Crowd is raucous, but vulgar language not part of the act

February 13, 2005|By Kevin Van Valkenburg | Kevin Van Valkenburg,SUN STAFF

COLLEGE PARK - The Maryland student section was a lot of things last night in the Terps' 99-92 overtime win over Duke, including: loud, clever, energetic, excited and effective.

The crowd was not, however, vulgar and offensive.

Not for the most part, anyway. There were a few chants that might have flirted with the boundaries of good taste, but in the end, it was just a typical raucous college basketball crowd.

Not worse and no better than any other Atlantic Coast Conference school. Fans poured onto the floor after the game was over, but it was controlled chaos, similar to what happened when the Terps football team beat Florida State this past fall.

That's all Maryland's been hoping for ever since the university was scrutinized - both locally and nationally - after last year's basketball game against Duke, when fans chanted obscenities at Blue Devils guard J.J. Redick in the closing minutes.

Maryland's athletic department took steps to avoid a repeat performance this year, including having Terps coach Gary Williams speak to the students earlier in the day about sportsmanship, as well as having a voluntary t-shirt exchange program at the entrance to Comcast Center, encouraging kids to trade in shirts with obscene words or obscene references to Duke for cleaner, more positive t-shirts.
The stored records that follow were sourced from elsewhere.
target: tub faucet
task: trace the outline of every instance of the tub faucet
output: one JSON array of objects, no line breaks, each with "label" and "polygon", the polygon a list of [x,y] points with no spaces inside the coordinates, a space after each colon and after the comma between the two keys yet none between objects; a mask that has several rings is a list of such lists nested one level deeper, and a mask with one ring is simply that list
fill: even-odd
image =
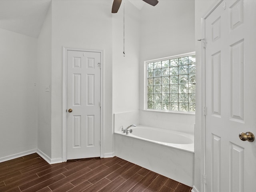
[{"label": "tub faucet", "polygon": [[124,129],[124,128],[122,128],[122,130],[124,132],[124,133],[126,133],[126,134],[128,134],[128,133],[129,132],[129,130],[128,130],[128,129],[129,129],[130,127],[136,127],[136,125],[130,125],[129,126],[128,126],[126,129]]}]

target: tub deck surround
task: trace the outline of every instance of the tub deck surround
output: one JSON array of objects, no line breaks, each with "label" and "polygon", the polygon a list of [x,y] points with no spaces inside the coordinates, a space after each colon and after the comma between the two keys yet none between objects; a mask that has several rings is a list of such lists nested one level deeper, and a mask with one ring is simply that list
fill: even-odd
[{"label": "tub deck surround", "polygon": [[191,134],[139,125],[132,127],[128,134],[117,130],[115,134],[164,146],[194,152],[194,136]]},{"label": "tub deck surround", "polygon": [[[145,137],[148,136],[151,139],[134,135],[133,134],[136,134],[136,128],[140,132],[138,132],[138,135],[145,132]],[[120,130],[115,132],[116,156],[188,186],[193,186],[194,166],[193,135],[169,130],[163,130],[162,129],[146,128],[141,125],[132,128],[132,134],[129,133],[128,135],[122,133]],[[146,129],[147,130],[144,130]],[[170,132],[168,132],[168,134],[171,134],[172,133],[173,135],[175,134],[176,137],[174,137],[175,139],[178,137],[179,139],[176,139],[172,142],[178,142],[180,140],[182,144],[152,140],[153,136],[155,138],[153,139],[160,140],[158,134],[156,132],[158,129],[159,132],[166,135],[168,134],[166,131]],[[150,131],[152,134],[148,133]],[[164,138],[167,139],[168,138],[166,137]],[[168,141],[169,142],[172,142]]]}]

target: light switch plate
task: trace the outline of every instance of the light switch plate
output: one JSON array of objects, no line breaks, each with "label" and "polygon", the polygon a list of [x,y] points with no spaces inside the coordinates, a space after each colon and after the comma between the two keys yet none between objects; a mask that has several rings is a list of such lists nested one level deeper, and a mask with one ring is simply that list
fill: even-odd
[{"label": "light switch plate", "polygon": [[50,85],[46,85],[45,87],[46,92],[48,92],[50,91]]}]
"I think the dirty stuff was really toned down this year," said Tyler Butler, who wore a red wig and was covered with body paint from the waist up. "Coach Williams asked us to be respectful and show that we have the best fans in the nation. We crossed the line last year. I think the energy was still there this year, but it was more positive."
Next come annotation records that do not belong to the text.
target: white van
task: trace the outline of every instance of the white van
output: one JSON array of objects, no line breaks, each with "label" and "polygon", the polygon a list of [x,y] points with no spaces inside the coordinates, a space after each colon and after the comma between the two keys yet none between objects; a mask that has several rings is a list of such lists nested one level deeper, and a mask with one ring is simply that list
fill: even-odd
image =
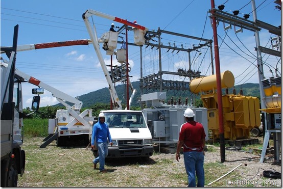
[{"label": "white van", "polygon": [[102,111],[108,125],[113,145],[108,146],[107,158],[144,157],[153,153],[151,133],[141,111]]}]

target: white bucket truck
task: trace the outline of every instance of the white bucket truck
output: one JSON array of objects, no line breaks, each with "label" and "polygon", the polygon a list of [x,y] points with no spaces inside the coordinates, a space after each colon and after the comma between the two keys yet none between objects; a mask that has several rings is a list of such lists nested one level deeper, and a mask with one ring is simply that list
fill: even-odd
[{"label": "white bucket truck", "polygon": [[[146,121],[142,112],[122,110],[121,101],[117,95],[112,79],[100,51],[99,43],[107,44],[106,55],[112,55],[117,46],[118,33],[109,31],[102,35],[100,39],[97,37],[97,33],[93,25],[93,32],[88,18],[92,16],[98,16],[114,21],[124,23],[135,28],[135,43],[138,45],[143,44],[145,41],[143,38],[145,32],[148,30],[145,27],[131,22],[126,20],[110,16],[92,10],[87,10],[83,14],[87,31],[90,36],[91,41],[100,62],[101,67],[109,85],[109,89],[114,106],[117,110],[103,111],[105,116],[105,122],[109,125],[109,131],[112,138],[113,145],[108,146],[109,152],[107,157],[144,157],[152,155],[153,146],[151,133],[147,125]],[[140,33],[138,35],[137,34]],[[124,50],[124,49],[123,49]],[[124,52],[123,55],[124,54]],[[119,57],[119,56],[117,56]],[[122,56],[123,57],[123,56]],[[125,66],[126,62],[119,62]],[[129,104],[134,94],[133,90],[129,101]]]}]

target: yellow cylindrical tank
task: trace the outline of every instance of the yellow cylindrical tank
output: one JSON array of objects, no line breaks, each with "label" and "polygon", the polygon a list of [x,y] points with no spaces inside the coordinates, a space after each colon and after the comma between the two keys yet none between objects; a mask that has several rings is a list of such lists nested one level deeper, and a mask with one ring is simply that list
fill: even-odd
[{"label": "yellow cylindrical tank", "polygon": [[[221,88],[231,88],[234,86],[235,78],[230,71],[221,73]],[[206,91],[217,86],[216,75],[212,75],[193,79],[190,83],[190,90],[193,93],[198,93],[200,91]]]}]

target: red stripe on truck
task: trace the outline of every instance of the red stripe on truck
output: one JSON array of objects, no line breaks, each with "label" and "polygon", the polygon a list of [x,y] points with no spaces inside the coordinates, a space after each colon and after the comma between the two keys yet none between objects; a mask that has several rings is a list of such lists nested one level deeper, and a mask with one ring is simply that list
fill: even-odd
[{"label": "red stripe on truck", "polygon": [[30,79],[29,80],[29,83],[30,83],[31,84],[35,85],[36,86],[38,86],[39,85],[39,83],[40,83],[40,81],[33,77],[31,77],[31,78],[30,78]]},{"label": "red stripe on truck", "polygon": [[89,42],[89,40],[88,39],[54,42],[51,43],[36,44],[34,45],[34,47],[36,49],[38,49],[40,48],[47,48],[58,47],[60,46],[72,46],[72,45],[88,45],[88,42]]},{"label": "red stripe on truck", "polygon": [[117,21],[118,22],[120,22],[122,23],[124,23],[124,24],[130,25],[133,27],[135,27],[136,28],[137,28],[138,29],[145,30],[146,29],[146,27],[137,24],[136,23],[134,23],[133,22],[131,22],[130,21],[129,21],[127,20],[124,20],[124,19],[119,18],[118,17],[115,17],[115,19],[114,21]]}]

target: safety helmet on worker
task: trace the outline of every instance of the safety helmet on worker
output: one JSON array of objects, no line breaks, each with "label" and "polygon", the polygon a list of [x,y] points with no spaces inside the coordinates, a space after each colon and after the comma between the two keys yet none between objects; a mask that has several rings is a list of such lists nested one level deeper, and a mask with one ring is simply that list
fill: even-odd
[{"label": "safety helmet on worker", "polygon": [[194,113],[194,111],[193,111],[192,109],[187,109],[186,110],[185,110],[185,112],[184,113],[184,116],[187,118],[192,118],[195,116],[195,113]]}]

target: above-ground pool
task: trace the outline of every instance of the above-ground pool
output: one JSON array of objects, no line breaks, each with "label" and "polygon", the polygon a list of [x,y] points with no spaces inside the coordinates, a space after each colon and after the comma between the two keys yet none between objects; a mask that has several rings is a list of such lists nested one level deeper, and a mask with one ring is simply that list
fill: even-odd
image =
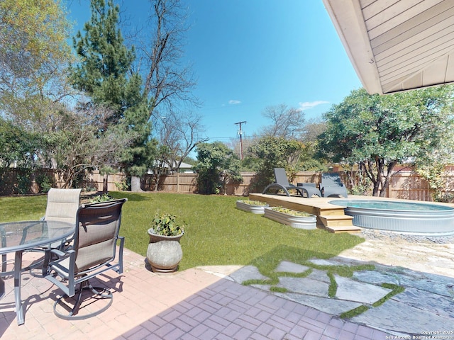
[{"label": "above-ground pool", "polygon": [[454,208],[417,202],[375,200],[333,200],[331,204],[345,207],[353,225],[424,236],[454,234]]}]

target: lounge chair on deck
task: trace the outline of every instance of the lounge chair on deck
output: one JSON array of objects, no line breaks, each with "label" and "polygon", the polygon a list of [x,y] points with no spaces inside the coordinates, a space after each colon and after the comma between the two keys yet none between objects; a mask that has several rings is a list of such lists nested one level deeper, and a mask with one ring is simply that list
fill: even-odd
[{"label": "lounge chair on deck", "polygon": [[320,191],[323,197],[347,197],[347,188],[337,172],[326,172],[321,174]]},{"label": "lounge chair on deck", "polygon": [[[272,183],[268,185],[265,190],[262,192],[262,193],[265,194],[270,189],[276,189],[277,191],[282,190],[284,191],[285,195],[287,196],[290,196],[290,193],[289,193],[289,190],[295,190],[301,197],[312,197],[314,194],[317,195],[315,191],[319,191],[319,189],[314,187],[308,187],[308,186],[296,186],[294,184],[289,183],[289,180],[287,177],[287,173],[285,172],[285,169],[283,168],[275,168],[275,182]],[[320,191],[319,191],[318,195],[321,196]]]},{"label": "lounge chair on deck", "polygon": [[321,193],[319,188],[316,187],[315,183],[299,183],[298,188],[303,191],[303,193],[305,194],[308,198],[314,197],[314,196],[321,197]]}]

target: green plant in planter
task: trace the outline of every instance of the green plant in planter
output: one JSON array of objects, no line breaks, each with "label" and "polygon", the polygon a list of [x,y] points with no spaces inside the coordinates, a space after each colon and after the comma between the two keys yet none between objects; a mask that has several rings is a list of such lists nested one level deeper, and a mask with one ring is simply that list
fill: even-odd
[{"label": "green plant in planter", "polygon": [[155,215],[151,223],[151,229],[154,234],[162,236],[177,236],[184,232],[184,225],[177,225],[176,216],[170,214]]},{"label": "green plant in planter", "polygon": [[108,194],[106,193],[103,193],[102,196],[101,195],[97,195],[96,196],[94,196],[93,198],[92,198],[89,201],[90,203],[100,203],[102,202],[107,202],[108,200],[111,200],[114,198],[112,198],[111,196],[109,196]]},{"label": "green plant in planter", "polygon": [[260,200],[238,200],[238,202],[242,203],[248,204],[249,205],[268,205],[268,203],[265,202],[260,202]]},{"label": "green plant in planter", "polygon": [[292,210],[292,209],[287,209],[287,208],[272,207],[271,209],[275,211],[279,211],[279,212],[291,215],[292,216],[301,216],[301,217],[312,216],[311,214],[309,214],[307,212],[304,212],[302,211]]}]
Even George Ewing, father of Duke point guard Daniel Ewing, said he thought the atmosphere improved dramatically this year.
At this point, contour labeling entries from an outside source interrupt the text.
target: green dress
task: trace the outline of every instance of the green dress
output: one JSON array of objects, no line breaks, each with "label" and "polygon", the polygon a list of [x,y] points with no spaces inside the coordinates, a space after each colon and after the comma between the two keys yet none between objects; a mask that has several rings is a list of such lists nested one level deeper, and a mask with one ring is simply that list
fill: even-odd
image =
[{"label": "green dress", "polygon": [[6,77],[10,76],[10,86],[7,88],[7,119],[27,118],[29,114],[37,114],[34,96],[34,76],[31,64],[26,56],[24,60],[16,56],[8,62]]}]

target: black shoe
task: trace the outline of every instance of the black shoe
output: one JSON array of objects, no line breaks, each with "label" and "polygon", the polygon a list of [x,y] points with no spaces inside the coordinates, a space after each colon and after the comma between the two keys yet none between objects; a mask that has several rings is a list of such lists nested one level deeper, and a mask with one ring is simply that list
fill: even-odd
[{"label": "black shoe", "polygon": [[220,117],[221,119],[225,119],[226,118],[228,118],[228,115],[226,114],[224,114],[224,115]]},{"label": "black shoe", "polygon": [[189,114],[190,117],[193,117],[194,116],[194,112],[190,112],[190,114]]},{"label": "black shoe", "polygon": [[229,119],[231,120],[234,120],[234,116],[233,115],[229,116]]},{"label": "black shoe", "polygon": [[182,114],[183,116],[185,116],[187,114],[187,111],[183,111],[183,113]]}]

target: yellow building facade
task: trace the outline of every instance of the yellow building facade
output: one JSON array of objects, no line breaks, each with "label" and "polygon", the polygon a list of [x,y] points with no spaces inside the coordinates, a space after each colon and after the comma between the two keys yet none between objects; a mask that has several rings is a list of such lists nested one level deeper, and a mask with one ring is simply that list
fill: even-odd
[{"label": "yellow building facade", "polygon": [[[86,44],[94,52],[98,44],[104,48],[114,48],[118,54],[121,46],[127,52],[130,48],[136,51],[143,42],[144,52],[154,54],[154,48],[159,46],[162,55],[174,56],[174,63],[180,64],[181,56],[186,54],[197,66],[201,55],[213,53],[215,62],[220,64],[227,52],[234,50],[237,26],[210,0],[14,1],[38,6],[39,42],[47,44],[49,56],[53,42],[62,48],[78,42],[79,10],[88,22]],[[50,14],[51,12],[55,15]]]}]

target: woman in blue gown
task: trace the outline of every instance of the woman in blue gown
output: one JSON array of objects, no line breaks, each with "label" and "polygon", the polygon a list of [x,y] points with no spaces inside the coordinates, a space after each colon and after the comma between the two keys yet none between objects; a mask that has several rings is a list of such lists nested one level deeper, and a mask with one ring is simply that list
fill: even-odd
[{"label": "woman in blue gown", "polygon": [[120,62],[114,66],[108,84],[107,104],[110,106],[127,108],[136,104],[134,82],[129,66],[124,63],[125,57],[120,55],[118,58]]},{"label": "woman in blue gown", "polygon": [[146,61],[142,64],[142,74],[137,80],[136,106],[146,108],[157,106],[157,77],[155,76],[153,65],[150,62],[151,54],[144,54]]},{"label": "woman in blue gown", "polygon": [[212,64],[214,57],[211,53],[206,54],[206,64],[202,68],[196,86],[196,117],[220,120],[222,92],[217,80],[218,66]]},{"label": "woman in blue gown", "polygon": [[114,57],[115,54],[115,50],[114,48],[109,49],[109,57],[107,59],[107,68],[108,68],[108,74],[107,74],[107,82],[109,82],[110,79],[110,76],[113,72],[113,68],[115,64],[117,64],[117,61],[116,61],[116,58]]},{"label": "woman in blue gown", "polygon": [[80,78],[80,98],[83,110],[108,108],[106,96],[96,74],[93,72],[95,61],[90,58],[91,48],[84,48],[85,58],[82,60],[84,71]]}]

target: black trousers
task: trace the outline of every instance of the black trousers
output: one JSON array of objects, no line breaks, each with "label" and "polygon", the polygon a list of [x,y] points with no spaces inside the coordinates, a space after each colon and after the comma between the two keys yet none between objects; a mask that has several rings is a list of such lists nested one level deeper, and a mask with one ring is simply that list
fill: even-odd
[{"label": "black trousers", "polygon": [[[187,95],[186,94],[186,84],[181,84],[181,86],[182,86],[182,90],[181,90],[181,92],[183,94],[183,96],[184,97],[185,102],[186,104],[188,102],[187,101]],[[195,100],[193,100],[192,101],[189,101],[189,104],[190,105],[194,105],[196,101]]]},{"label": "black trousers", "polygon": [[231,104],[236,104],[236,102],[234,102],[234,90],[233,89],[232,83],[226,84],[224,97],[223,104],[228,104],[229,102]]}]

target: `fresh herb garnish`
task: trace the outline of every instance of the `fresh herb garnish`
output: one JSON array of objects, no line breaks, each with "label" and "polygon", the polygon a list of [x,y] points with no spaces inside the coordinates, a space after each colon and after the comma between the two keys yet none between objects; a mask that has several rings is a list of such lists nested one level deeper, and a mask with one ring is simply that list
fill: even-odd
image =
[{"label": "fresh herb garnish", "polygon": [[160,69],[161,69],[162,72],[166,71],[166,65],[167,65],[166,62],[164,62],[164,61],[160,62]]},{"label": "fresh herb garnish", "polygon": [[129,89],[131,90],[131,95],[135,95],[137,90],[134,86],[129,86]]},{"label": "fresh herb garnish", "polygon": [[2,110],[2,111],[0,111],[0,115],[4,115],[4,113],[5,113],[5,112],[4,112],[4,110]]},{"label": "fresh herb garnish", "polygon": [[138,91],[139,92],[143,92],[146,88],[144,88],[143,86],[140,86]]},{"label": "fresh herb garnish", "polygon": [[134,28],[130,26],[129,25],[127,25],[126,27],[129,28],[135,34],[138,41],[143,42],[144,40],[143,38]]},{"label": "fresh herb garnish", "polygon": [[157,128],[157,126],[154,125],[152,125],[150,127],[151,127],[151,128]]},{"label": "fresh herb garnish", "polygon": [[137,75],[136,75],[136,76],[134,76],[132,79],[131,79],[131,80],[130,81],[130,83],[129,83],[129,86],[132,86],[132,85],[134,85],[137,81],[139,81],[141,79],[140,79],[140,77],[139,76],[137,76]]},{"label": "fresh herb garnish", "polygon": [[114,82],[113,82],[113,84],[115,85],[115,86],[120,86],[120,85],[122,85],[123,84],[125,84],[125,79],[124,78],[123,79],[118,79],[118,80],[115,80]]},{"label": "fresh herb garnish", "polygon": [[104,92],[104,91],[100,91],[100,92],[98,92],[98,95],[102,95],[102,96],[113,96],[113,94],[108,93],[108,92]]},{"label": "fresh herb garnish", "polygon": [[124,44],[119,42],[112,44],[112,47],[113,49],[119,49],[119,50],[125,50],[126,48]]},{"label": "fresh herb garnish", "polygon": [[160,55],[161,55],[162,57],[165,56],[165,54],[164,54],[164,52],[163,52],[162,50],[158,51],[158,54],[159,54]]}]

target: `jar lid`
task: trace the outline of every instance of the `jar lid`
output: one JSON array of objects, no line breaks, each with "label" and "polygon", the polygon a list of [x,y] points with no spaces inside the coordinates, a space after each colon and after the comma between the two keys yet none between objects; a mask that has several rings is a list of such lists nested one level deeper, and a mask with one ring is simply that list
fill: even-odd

"It's definitely toned down a lot," George Ewing said. "It's better than it was a year ago, and it's definitely better than it was two years ago."

Ewing said two years ago, a lot of Duke parents weren't sure if they wanted to return to College Park after someone hit the mother of Duke forward Carlos Boozer in the head with a plastic bottle.

"I didn't see the vulgar signs that I've seen in the past," Ewing said. "I think they've clearly made a conscious effort to clean it up."

The crowd certainly didn't suffer a lack of emotion. When Ikene Ebekwe tapped in a Travis Garrison miss with 39.5 seconds to play, giving Maryland an 87-86 lead, it was so loud in Comcast Center, if felt like a jet airplane had landed at center court.

"I think last year, we came into the game with a chip on our shoulder, and we kind of embraced that thug mentality a little bit," said ESPN SportsCenter anchor Scott Van Pelt, a Maryland graduate who publicly criticized the students last year after the incident in the Duke game. "It's always going to be nasty, because, frankly, these kids hate Duke, but there was considerably less venom this year. It was kind of the difference between having a shot glass of venom instead of a keg."

Most Maryland fans tried to focus on creativity instead of nastiness, especially with the signs they held up.

David Berry, a sophomore from New Jersey, had cut out a picture of Redick's face, then pasted it on top of a women's body next to the words, "Devil with a Blue Dress On."